O corpo de Naiara foi impulsionado para frente. Um tanto irritada, colocou a outra mão no carrinho e o puxou para si. Jessé a encarou, os olhos arregalados denunciavam surpresa.
— Jessé, o freezer tá uma bagunça, você poderia organizar pra mim? — Optou por não confrontar o recém-contratado.
— Mas já está quase na hora de ir embora.
— O nosso expediente termina às 18h, mas a gente só vai pra casa quando tudo estiver organizado, ou você prefere levar uma bronca na segunda-feira por que o gerente viu a bagunça que você fez no sorvete?
O garoto expirou seu desânimo para fora.
— Tá, eu arrumo — Jessé disse dando um puxão no carrinho de carga.
— Deixa, eu guardo o carrinho pra você.
O jovem agradeceu, virou-se e foi em direção ao freezer. Naiara esperou um momento, pois precisava se certificar de que o garoto iria mesmo arrumar a bagunça que fizera. E quando o viu abrir o freezer, respirou fundo. Esperava do fundo do coração que a partir daquele momento ele começasse a levar o trabalho mais a sério.
Com o problema solucionado, puxou o celular do bolso da lança jeans e conferiu o horário: eram 18h03m, enfim poderia ir para casa jogar. Antes de guardar o aparelho, contemplou o plano de fundo que adicionara um dia antes: um espadachim de cabelo e traje branco como a neve, exibindo suas duas espadas.
No canto direito da imagem, seu nome talhado no alfabeto coreano brilhava de cima para baixo. Enquanto no canto inferior, da esquerda para direita, lia-se: White Snow, o duelista lendário.
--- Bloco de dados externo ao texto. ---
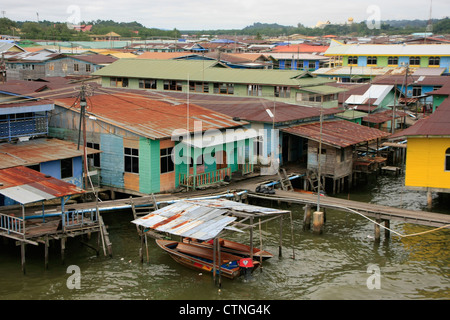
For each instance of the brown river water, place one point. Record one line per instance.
(338, 264)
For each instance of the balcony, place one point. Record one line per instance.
(22, 127)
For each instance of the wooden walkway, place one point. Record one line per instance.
(378, 212)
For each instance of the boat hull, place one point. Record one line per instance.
(201, 259)
(233, 247)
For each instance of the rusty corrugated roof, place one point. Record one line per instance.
(155, 118)
(340, 133)
(437, 124)
(254, 109)
(25, 185)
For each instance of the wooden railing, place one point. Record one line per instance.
(203, 179)
(74, 218)
(12, 224)
(246, 168)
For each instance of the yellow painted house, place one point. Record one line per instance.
(428, 152)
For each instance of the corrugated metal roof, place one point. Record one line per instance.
(37, 151)
(437, 124)
(151, 117)
(253, 108)
(340, 133)
(205, 71)
(25, 185)
(295, 56)
(199, 219)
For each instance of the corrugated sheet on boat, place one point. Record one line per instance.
(199, 219)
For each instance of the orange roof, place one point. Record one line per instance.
(163, 55)
(152, 118)
(33, 49)
(300, 48)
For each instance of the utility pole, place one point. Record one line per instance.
(82, 126)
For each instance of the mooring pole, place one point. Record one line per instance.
(22, 253)
(280, 245)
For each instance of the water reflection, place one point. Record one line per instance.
(329, 266)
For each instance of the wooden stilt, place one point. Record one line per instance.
(251, 238)
(22, 253)
(292, 235)
(317, 222)
(280, 245)
(307, 218)
(63, 248)
(46, 253)
(377, 230)
(387, 233)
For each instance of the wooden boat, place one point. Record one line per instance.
(200, 258)
(232, 247)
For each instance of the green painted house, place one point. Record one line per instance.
(151, 146)
(214, 78)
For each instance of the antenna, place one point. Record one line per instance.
(429, 27)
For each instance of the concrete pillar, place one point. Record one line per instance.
(318, 222)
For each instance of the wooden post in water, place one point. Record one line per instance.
(46, 252)
(280, 254)
(251, 238)
(63, 247)
(377, 230)
(387, 233)
(318, 222)
(22, 253)
(307, 218)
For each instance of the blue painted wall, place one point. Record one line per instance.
(362, 61)
(445, 63)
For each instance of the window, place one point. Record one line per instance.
(287, 64)
(447, 160)
(199, 87)
(417, 91)
(393, 61)
(282, 92)
(371, 60)
(434, 61)
(147, 83)
(94, 159)
(224, 88)
(173, 85)
(254, 90)
(119, 82)
(352, 60)
(167, 164)
(414, 61)
(131, 157)
(258, 146)
(66, 168)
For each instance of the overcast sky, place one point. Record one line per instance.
(229, 14)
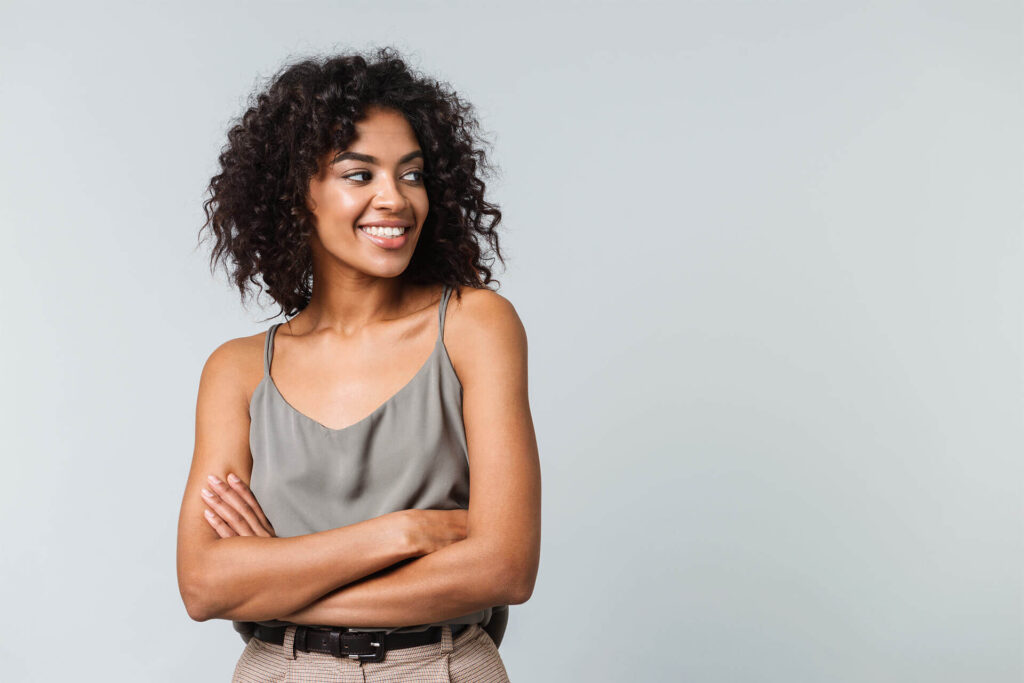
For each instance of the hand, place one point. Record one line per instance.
(433, 529)
(235, 510)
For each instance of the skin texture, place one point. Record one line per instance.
(363, 336)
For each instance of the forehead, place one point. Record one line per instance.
(383, 126)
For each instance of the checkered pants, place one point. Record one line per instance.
(470, 657)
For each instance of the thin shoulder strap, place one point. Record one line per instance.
(441, 309)
(268, 347)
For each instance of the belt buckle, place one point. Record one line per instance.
(342, 643)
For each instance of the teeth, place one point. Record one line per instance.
(383, 231)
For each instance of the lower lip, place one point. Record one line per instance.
(386, 243)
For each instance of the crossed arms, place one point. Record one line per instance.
(375, 572)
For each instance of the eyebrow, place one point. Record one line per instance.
(367, 159)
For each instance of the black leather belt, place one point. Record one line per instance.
(361, 645)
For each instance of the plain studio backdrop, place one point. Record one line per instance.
(768, 257)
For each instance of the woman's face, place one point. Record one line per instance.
(378, 180)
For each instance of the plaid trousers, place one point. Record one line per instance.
(469, 657)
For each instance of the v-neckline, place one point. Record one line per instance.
(269, 381)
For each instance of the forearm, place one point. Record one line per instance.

Contemplar o avatar de Lee Chung-Hee a motivava até nos dias mais desanimadores.
Então caminhou em direção à salinha dos funcionários, localizada à direita da fila dos caixas. Espiando o lado de fora do supermercado, do outro lado da rua, as turmas vespertinas desciam as escadas da Universidade Regional de Blumenau após um longo dia de estudos e/ou baderna.
— Nai, espera! — Uma voz masculina e um tanto grave ressoou à sua direita.
E acabou deparando-se com Carlos, um outro supervisor. Como costumava fazer, manteve uma postura educada em frente a ele. O rapaz de 23 anos tinha mais de um metro e noventa de altura e exibia um corpo em forma graças as idas diárias à academia.
Ele sorriu e alisou o cabelo preto, curto e penteado para trás.
— Então…, Nai, vai fazer algo hoje à noite?
— Combinei de jogar com uns amigos nesse fim de semana.
— Ah, bacana… — A decepção transparecia no rosto dele. — E se semana que vem a gente combinasse de fazer alguma coisa depois do trabalho? Tipo um bar, um cinema…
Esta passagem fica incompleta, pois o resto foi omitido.